The New Caledonia Office des Postes et Télécommunications is delighted to announce the issue of this unusual souvenir sheet, comprising four 110 XPF stamps designed by Jean-Jacques Mahuteau and showcasing some of New Caledonia’s most important pollinators.
Although rarely featured in worldwide stamp issues, the role played by pollinators is critical in maintaining the harmony and balance of our planet’s ecosystems.
Pollination, key to plant reproduction, is the transfer of pollen from an anther to the stigma in angiosperms (flowering plants) or from the microsporangium to the micropyle in gymnosperms (naked seed-producing plants). Pollination occurs when pollen is moved within flowers or carried from flower to flower by pollinating insects and animals such as birds, bees, bats, butterflies, moths, beetles, or other animals.

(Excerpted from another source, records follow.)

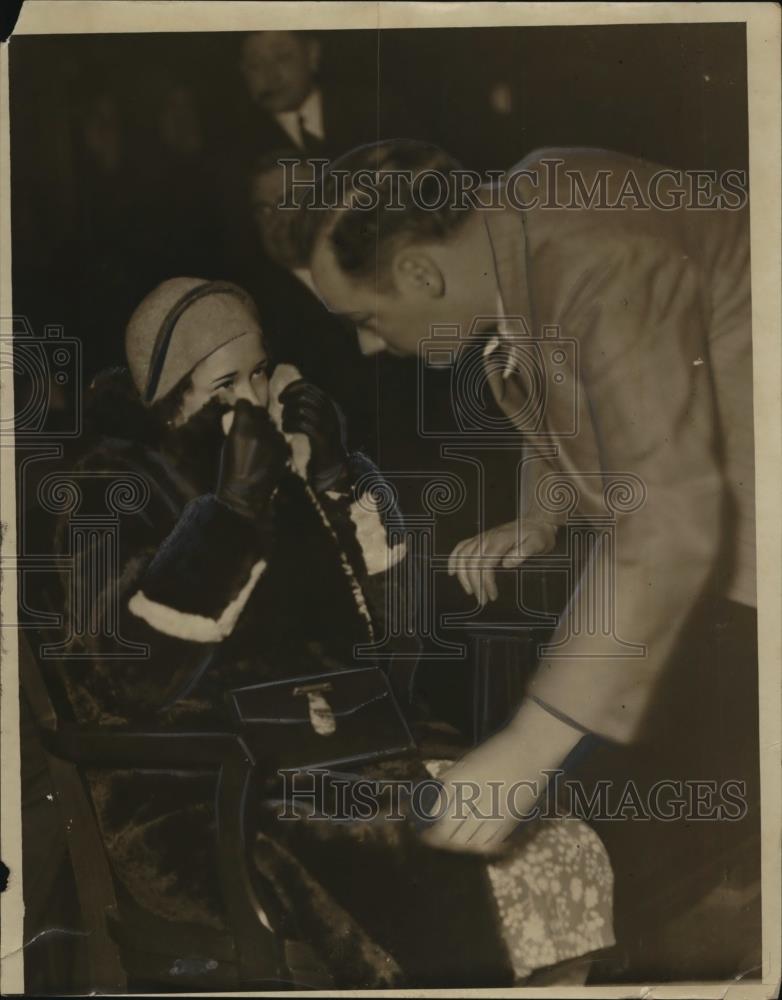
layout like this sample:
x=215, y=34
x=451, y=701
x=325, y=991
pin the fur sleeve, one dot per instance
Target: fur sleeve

In New Caledonia, pollination is ensured by birds, such as the endemic Crow Honeyeater (Gymnomyza aubryana) pictured feeding on nectar from bottlebrush flowers, by butterflies such as the lemon yellow Eurema hecabe novaecaledoniae, shown feeding on hibiscus flowers, by bees, of course, such as the European dark bee Apis mellifera mellifera shown foraging for pollen on Jamaica cherry flowers, and also fruit bats such as the Ornate Flying Fox (Pteropus ornatus), which loves mangrove flowers.

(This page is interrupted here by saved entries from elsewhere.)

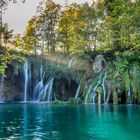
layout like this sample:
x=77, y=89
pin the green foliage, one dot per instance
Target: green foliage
x=121, y=65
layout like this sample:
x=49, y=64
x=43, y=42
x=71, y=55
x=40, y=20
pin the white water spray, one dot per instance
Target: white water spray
x=25, y=81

Sadly, sharp declines in pollinator populations around the world, particularly bees and butterflies, have been widely reported over the past several decades. Pollinators suffer from widespread use of the pesticides and petrochemical fertilizers favoured in conventional farming. Pollinator decline has potentially disastrous follow-on consequences for the survival of crop plants and native wildland plants.